Le choix du président de la République a été de revaloriser massivement la prime d’activité, en cohérence avec sa promesse initiale : favoriser l’insertion par le travail. Mais nous avons aussi pleinement conscience du fait que lorsque survient une crise économique, elle touche d’abord et de plein fouet les personnes précaires et les jeunes. De nouvelles mesures ont été prises après celles du printemps : une prime de 150 euros sera versée avant la fin de l’année à chaque personne bénéficiant du RSA et de l’ASS. À ces 150 euros s’ajouteront 100 euros par enfant, dont bénéficieront aussi les foyers qui perçoivent les APL. S’agissant des jeunes, je vous annonce aujourd’hui que nous leur étendons cette aide : 150 euros seront également versés aux 400.000 jeunes qui touchent les APL et aux étudiants boursiers. Au-delà des jeunes, l’acte II de la stratégie pauvreté sera présenté la semaine prochaine. Mais je peux d’ores et déjà vous dire que la campagne hivernale, qui commence habituellement le 1er novembre, commencera aujourd’hui même. Cela permettra l’ouverture de places d’hébergement afin d’assurer une mise à l’abri dès le début du couvre-feu. 

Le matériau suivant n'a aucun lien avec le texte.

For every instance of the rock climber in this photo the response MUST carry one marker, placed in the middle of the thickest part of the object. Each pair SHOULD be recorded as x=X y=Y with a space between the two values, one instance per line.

Des perquisitions ont été menées jeudi, notamment au domicile du ministre de la Santé, Olivier Véran, dans le cadre d’une enquête sur la gestion de la crise sanitaire. Pouvez-vous travailler sereinement dans ces conditions ?

J’ai parfaitement conscience des difficultés du moment, mais je suis aussi très serein. Je tiens à redire à Olivier Véran mon entier soutien. Il a admirablement piloté la crise sanitaire lors de la première vague et il continue de le faire aujourd’hui. C’est une chance de pouvoir compter sur son engagement et sa compétence.